Little Storage Accessories Make a Big Difference
Even the simplest of storage solutions make big differences in your cabinets.
Don't be content with just adding rollout shelves in your base cabinets. Check out the growing number of options for how to make drawers give you more storage space. They're being used now to store plates, pots and pans, and snacks; and replacing base cabinet shelving in many instances.
And remember that the standard dimensions for cabinets are becoming less and less so. Find out from your designer or cabinetmaker how much you can push it. Maybe you can add 6 inches of storage to your base cabinets, making them 30 inches instead of the standard 24 inches deep. Or you could make your upper cabinets a foot taller and add 3 to 4 inches to their standard 12- to 13-inch depth.
Keep aesthetics in mind. To avoid turning your kitchen into an overwhelming collection of floor-to-ceiling cabinetry, add contrast. Screened or frosted cabinet doors hide clutter while breaking up the monotony of wood. Juxtapose your cabinetry with open shelving. Or, stick with three walls of closed cabinetry but opt for an open floor plan; let the fourth wall open into an adjacent living or dining room.
Your options for storage solutions include:
Look to different interior shelving options for easy-access in hard-to reach places:
o Rollout shelves
o Foldout banks of shelves
o Swingout shelves
Gain storage space with the narrow, 4-inch-to-10-inch wide slide-in shelves that look like posts when they're pushed in. They can give you extra room without taking up whole sections of the cabinets, holding spices, soups, and more.
Put away plates with ease with open shelving-a great way to add color and personality to your kitchen. Also, since upper cabinet open shelving tends to be more recessed than low-hanging boxes, you'll end up with a more open workspace.
Turn an awkward corner into a valuable storage spot with a lazy Susan. Many shelving manufacturers offer accessories to make access even easier, like pie-shaped bins and slideouts.
Add visual depth and interest with pullout wicker baskets and under-the sink pullout wire baskets; ideal ways to store linens and more.
Make cleanup a breeze with pullout trash and recycling bins.
Add style and practicality with grain storage bins.
Use dividers for simplified retrieval:
o Cutlery compartments
o Spice drawers
o Utensil dividers
Consider using drawers instead of shelving for your base cabinets.
Don't equate drawer storage only with cabinetry. Many appliances, including refrigerators, wine chillers, and dishwashers, now come as drawer units. Store milk and juice next to your breakfast nook or place frequently used items in a refrigerator drawer beneath your workspace.
Keep what you use where you use it. A large drawer under a cooktop is an ideal place for pots and pans.
Buy in bulk and store with ease with a pantry unit, complete with your choice of shelving:
o Fixed shelf pantry
o Pullout pantry
o Foldout pantry
o Rollout pantry
Opt for long cabinet pulls; they double as dishtowel hangers.
Store sponges and small cleaning items in a tiltout panel in front of the sink.
Consolidate spices on an inner door rack.
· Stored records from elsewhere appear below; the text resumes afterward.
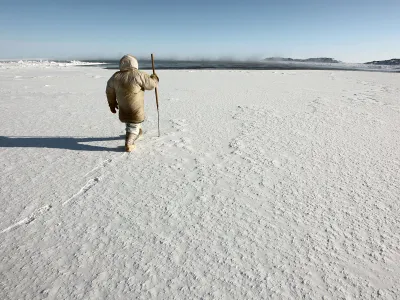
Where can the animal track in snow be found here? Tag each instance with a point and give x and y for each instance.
(103, 164)
(29, 219)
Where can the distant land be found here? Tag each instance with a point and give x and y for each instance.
(389, 62)
(314, 59)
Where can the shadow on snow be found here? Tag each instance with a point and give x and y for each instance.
(68, 143)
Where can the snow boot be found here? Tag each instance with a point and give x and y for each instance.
(130, 139)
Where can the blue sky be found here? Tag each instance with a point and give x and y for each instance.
(352, 30)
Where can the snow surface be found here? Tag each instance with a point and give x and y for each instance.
(263, 185)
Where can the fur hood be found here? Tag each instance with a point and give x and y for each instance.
(128, 62)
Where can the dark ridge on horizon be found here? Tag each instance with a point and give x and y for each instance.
(388, 62)
(312, 60)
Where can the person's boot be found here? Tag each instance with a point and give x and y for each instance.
(130, 141)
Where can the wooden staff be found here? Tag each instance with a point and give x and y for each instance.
(158, 112)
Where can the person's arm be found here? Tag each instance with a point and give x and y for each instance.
(111, 96)
(148, 82)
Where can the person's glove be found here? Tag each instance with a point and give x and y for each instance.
(114, 108)
(154, 76)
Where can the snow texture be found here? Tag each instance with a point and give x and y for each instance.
(263, 185)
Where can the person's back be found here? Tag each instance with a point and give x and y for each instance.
(125, 91)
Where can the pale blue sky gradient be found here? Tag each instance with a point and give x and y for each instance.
(351, 31)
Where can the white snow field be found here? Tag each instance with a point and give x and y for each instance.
(263, 185)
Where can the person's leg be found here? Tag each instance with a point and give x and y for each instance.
(132, 133)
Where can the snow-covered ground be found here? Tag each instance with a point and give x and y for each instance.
(263, 185)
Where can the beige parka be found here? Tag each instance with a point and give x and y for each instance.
(125, 90)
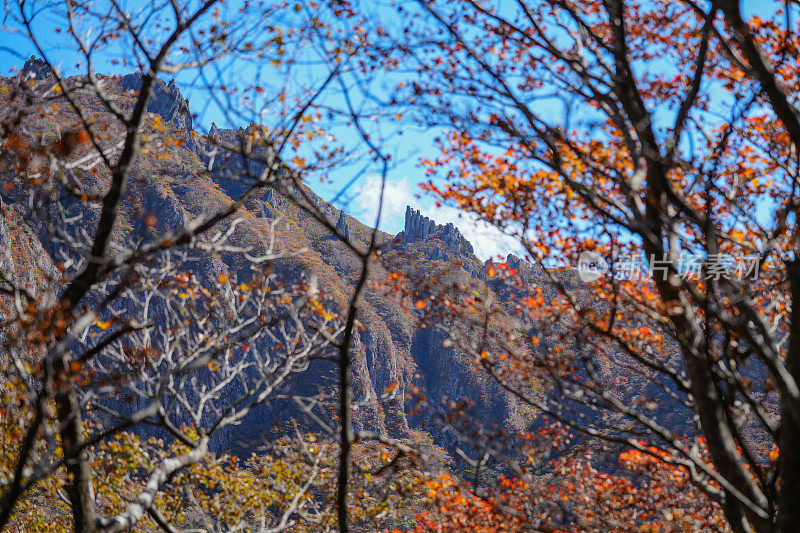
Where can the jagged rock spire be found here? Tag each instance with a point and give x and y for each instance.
(342, 226)
(166, 100)
(35, 69)
(419, 227)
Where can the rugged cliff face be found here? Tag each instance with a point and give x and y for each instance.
(391, 351)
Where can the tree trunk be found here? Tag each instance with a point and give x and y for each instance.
(79, 479)
(789, 440)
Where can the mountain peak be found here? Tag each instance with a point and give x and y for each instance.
(419, 227)
(35, 69)
(166, 100)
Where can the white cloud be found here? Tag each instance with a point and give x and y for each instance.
(488, 241)
(364, 201)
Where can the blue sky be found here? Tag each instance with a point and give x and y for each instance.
(358, 197)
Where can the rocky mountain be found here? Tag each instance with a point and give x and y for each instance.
(391, 352)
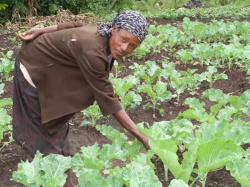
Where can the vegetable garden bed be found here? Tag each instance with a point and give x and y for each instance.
(186, 90)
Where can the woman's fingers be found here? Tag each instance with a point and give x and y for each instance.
(25, 37)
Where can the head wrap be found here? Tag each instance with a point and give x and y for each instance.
(131, 21)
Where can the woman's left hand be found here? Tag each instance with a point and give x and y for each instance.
(30, 34)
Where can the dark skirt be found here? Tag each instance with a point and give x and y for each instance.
(28, 129)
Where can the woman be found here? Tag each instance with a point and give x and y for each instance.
(63, 69)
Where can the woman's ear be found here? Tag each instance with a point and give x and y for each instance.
(113, 29)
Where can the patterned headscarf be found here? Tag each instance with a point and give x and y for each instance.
(131, 21)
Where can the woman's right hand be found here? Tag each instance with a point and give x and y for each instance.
(30, 34)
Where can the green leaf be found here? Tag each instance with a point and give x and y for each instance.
(55, 167)
(177, 183)
(166, 150)
(137, 175)
(216, 154)
(111, 133)
(5, 102)
(29, 174)
(240, 169)
(4, 117)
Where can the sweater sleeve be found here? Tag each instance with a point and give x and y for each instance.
(93, 66)
(68, 25)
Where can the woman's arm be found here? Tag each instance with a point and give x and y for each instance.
(123, 118)
(34, 32)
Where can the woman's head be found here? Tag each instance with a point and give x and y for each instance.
(133, 22)
(127, 30)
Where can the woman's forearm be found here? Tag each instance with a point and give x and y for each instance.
(123, 118)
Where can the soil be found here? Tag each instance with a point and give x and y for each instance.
(79, 136)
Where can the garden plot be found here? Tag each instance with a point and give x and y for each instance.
(187, 87)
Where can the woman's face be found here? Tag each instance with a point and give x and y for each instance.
(122, 42)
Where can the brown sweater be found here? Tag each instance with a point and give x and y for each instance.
(70, 69)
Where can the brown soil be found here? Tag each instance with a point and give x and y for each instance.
(85, 136)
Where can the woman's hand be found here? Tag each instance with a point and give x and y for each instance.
(34, 32)
(30, 34)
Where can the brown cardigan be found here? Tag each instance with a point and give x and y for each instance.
(70, 69)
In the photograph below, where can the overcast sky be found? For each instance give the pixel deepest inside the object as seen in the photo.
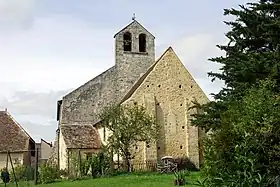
(50, 47)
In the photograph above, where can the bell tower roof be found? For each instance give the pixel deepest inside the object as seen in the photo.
(134, 22)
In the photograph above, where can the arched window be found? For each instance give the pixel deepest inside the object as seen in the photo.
(142, 43)
(127, 41)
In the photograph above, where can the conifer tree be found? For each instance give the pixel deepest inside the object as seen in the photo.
(243, 146)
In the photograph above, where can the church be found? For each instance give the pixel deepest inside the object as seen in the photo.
(164, 86)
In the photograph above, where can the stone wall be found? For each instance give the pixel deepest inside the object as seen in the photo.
(54, 156)
(173, 87)
(86, 102)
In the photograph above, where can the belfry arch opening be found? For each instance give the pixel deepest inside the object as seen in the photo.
(127, 41)
(142, 42)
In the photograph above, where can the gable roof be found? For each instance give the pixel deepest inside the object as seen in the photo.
(77, 136)
(134, 21)
(49, 144)
(12, 135)
(143, 77)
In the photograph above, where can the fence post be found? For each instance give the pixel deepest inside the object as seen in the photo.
(36, 167)
(13, 168)
(7, 162)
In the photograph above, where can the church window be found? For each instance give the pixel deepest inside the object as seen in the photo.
(142, 43)
(127, 41)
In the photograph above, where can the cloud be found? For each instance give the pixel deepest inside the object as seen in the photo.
(16, 13)
(36, 112)
(52, 52)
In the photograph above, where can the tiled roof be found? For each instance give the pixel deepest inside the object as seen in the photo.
(79, 136)
(12, 136)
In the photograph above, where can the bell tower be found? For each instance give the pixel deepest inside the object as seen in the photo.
(134, 54)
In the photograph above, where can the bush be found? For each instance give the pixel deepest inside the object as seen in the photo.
(5, 176)
(100, 165)
(23, 173)
(180, 177)
(49, 174)
(185, 163)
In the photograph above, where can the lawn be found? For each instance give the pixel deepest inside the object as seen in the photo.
(155, 180)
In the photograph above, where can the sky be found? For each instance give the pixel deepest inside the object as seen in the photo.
(50, 47)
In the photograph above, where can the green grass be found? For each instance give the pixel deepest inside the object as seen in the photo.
(133, 180)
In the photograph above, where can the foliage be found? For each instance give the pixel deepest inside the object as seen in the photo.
(100, 164)
(246, 151)
(242, 148)
(185, 163)
(180, 177)
(49, 174)
(251, 55)
(23, 173)
(128, 125)
(5, 176)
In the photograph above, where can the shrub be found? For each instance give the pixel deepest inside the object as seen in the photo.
(185, 163)
(100, 165)
(180, 177)
(5, 176)
(23, 173)
(49, 174)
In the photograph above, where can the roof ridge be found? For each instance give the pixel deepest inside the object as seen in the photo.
(131, 24)
(144, 76)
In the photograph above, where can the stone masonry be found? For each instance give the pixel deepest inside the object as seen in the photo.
(173, 90)
(86, 102)
(164, 87)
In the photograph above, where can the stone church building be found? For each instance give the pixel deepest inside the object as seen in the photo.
(163, 86)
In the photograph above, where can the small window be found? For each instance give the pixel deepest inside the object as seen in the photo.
(127, 41)
(142, 43)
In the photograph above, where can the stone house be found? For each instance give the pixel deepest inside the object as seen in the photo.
(44, 150)
(77, 139)
(164, 86)
(16, 140)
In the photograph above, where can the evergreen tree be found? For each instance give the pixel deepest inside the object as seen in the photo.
(243, 146)
(252, 54)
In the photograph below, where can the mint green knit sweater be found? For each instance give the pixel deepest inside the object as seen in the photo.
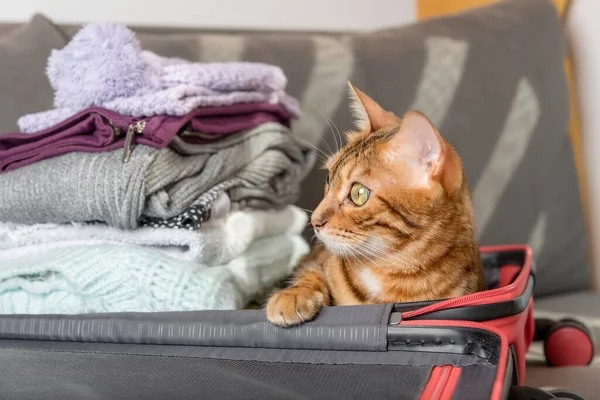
(118, 278)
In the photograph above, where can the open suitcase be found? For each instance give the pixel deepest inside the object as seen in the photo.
(471, 347)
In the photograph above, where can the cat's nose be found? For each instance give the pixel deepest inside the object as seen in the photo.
(317, 222)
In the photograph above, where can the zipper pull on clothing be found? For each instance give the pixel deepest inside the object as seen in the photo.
(134, 129)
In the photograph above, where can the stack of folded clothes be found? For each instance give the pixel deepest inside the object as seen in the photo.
(155, 184)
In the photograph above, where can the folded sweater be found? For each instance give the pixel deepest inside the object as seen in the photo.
(218, 241)
(120, 278)
(97, 129)
(161, 183)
To simplify further, alphabetize them for easy retrieval.
Save space by storing trays and baking sheets in vertical dividers.
Display dishware in a plate rack above the sink to add color and clean-up convenience.
Free up valuable cabinet space by storing infrequently used items (like holiday dishes or juicers) in a pantry or closet space.
Keep what you do use at easy reach-22 to 72 inches above the floor is recommended.